Download it here now

Happy Holidays and Merry Christmas! 


James & Dan


----------



## soniccouture (Dec 7, 2011)

*Re: Soniccouture Xmas 2011 - Buy One Get One Free + Free Library Gift : Abstrakt Vol.1*

Due to many requests, for a limited time only we have made our first ever product, Abstrakt Vol.1, available to download for free.

The scripting and graphics may look a little old fashioned, but the sounds still sound pretty fresh to us! We include the original scripts - more developed versions of these are to be found in our script product Scriptorium.


James and Dan


----------



## alanb (Dec 7, 2011)

*Re: Soniccouture Xmas 2011 - Buy One Get One Free + Free Library Gift : Abstrakt Vol.1*

Thank you!! 

If your E-bow lib allowed me to gliss up and down between all of the notes on a given string at a designated 'rate of change' (the demos seem to exclusively feature single notes with no slides), then I'd pounce on it in a second!!

If it doesn't do that, but you someday upgrade the lib to include such a feature, then my offer to pounce remains open... :-D


----------



## Patrick de Caumette (Dec 7, 2011)

*Re: Soniccouture Xmas 2011 - Buy One Get One Free + Free Library Gift : Abstrakt Vol.1*

Thanks!


----------



## rayinstirling (Dec 8, 2011)

*Re: Soniccouture Xmas 2011 - Buy One Get One Free + Free Library Gift : Abstrakt Vol.1*

Yes thanks from me to.


----------



## soniccouture (Dec 18, 2011)

*Re: Soniccouture Sale 2011 - 50% Off Selected Exotic Percussion + BOGOF + Free Abstrakt library*

we now have 50% off selected exotic percussion libraries - see edited first post for details.

James


----------



## soniccouture (Dec 24, 2011)

*Re: Soniccouture Sale 2011 - 50% Off Selected Electronica Libraries + BOGOF*

Free Xmas Instrument : http://www.soniccouture.com/en/products/p138-glisten/ (Glisten)


----------



## kgdrum (Dec 24, 2011)

Thank you, that is really pretty!
I am Glistening 
KG


----------



## DynamicK (Dec 25, 2011)

*Re: Soniccouture Sale 2011 - 50% Off Selected Electronica Libraries + BOGOF*



soniccouture @ Sat Dec 24 said:


> Free Xmas Instrument : http://www.soniccouture.com/en/products/p138-glisten/ (Glisten)

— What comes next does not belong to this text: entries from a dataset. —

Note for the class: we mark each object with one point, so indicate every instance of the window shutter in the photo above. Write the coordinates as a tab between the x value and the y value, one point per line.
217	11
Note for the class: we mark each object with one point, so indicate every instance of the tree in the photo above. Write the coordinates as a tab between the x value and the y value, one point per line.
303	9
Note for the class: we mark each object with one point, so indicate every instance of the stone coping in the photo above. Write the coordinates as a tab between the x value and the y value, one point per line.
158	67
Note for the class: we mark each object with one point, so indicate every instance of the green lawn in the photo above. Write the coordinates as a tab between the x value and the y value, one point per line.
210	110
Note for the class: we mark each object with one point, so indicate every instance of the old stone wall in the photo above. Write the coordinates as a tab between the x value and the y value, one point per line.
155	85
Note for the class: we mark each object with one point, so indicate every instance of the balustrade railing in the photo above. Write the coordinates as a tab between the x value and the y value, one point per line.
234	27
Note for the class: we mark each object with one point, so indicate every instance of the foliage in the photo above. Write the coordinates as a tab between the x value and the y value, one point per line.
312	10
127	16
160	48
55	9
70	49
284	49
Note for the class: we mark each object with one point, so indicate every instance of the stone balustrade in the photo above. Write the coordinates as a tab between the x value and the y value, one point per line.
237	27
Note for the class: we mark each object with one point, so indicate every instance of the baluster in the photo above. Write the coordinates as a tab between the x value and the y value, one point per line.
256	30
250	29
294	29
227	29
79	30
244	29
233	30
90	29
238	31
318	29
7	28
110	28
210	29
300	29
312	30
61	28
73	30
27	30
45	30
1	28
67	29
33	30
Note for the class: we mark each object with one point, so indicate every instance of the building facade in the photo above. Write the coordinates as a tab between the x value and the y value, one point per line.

Thank you and a Merry Christmas to you


----------



## ptrickf (Dec 25, 2011)

Cool - many thanks. Happy Christmas.

Patrick.


----------



## Jan16 (Dec 25, 2011)

Thanks for the gift. 

Aside from the fact that you have great libraries on offer, I really like a lot of the demos on your site simply for the musical content. 
Often I find myself just enjoying the music. :D


----------



## David Story (Dec 25, 2011)

Thanks Dan and James, these are beautiful and inspiring. A very Happy Holiday to you and yours!


----------



## Mike Marino (Dec 25, 2011)

Thank you!

- Mike


----------



## Daniel James (Dec 25, 2011)

Thanks Dan and James...much love...

Daniel James


----------



## oxo (Dec 25, 2011)

no glisten-audio-demo?


----------



## tripit (Dec 25, 2011)

Thank You!


----------



## jtenney (Dec 25, 2011)

It's an enchanting little library. Thanks gents, and I look forward to your efforts in the New Year!

later,
John


----------



## soniccouture (Dec 26, 2011)

oxo @ Sun Dec 25 said:


> no glisten-audio-demo?




For every person, the sound is different - it is an enigma - you have to explore the sound as a personal journey.




James


----------



## soniccouture (Dec 26, 2011)

jtenney @ Sun Dec 25 said:


> It's an enchanting little library. Thanks gents, and I look forward to your efforts in the New Year!
> 
> later,
> John




To John and Daniel and Patrick and all Soniccouture users :

Thank you for your kind words, and your continued appreciation of our sounds - we wish you all the best in 2012!

Dan & James


----------